In our conversation at his office on the 9th floor of the Department of Foreign Affairs, Atty. Valdez said that the senator who asked the question of where in the Constitution ones right of privacy is found was wrong. That is because, said Valdez, the right of privacy is "an inherent right of a human being. One does not need a document to bestow that right. A person does not even have to know that he has that right to enjoy it. It is just like a child who cries with his first speech atht emoment of his birth."
"It is this right to privacy that is the rationale behind the legal protection given to a husband a wife from being a witness against each other regarding their plan to commit a crime. A priest receiving the confession of a criminal or a doctor treating a fugitive from justice cannot be forced to testify. It is called privileged communication.
"Going back to that child, when he grew up he found out that there were powerful forces which did not like what he does for him to survive and be happy. His rights were curtailed. Then, it was not only him who was subdued, but entire communities and nations lived constantly harassed under a king, a despot, or a group of powerful persons called oligarchs.
"That is why when it became unbearable, people revolted. One of the most dramatic of these upheavals was the English Revolution which forced a monarch to sign a magna carta recognizing mans inherent rights.
"A magna carta, which modern legal writers call constitution, did not create the inherent rights of men. It is actually a solemn declaration of the king who governs that he will respect individual rights. Under our concept of constitutional government, the Bill of Rights in the constitution is actually putting a limit on the power of government in dealing with individual rights."
"Actually, in a democracy," said Valdez, "a social contract was established between the people and the state.

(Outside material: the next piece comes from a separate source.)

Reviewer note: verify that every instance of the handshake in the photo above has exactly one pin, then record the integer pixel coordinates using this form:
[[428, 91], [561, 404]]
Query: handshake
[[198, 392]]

But if the state is the people, how could there be two parties to forge a social contract? What we did was to treat the totality of people which is now called the State as one fictionized person on the one hand, and we, the individual people, as one party on the other.
"The people recognized certain powers to that fictionized state like police power, power of taxation and eminent domain, so that it could exist. However, the people did not throw away their rights. They just provide the State through the constitution, a reasonable means to prevent abuse of the individual rights for the common good."
The decisions of the Supreme Court here and abroad," said Attorney Valdez, "as long as the regime is constitutional, have always asserted the primacy of individual rights. Specifically, in the United States, the US Supreme Court had upheld the right of a witness in a congressional investigation not to answer a questions when his rights are not respected.
"Finally, Article 12 of the Universal Declaration of Human Rights provides that no one shall be subjected to arbitrary interference with his privacy, family, home or correspondence, nor to attacks upon his honour and reputation. Everyone has the right to the protection of the law against such interference or attacks."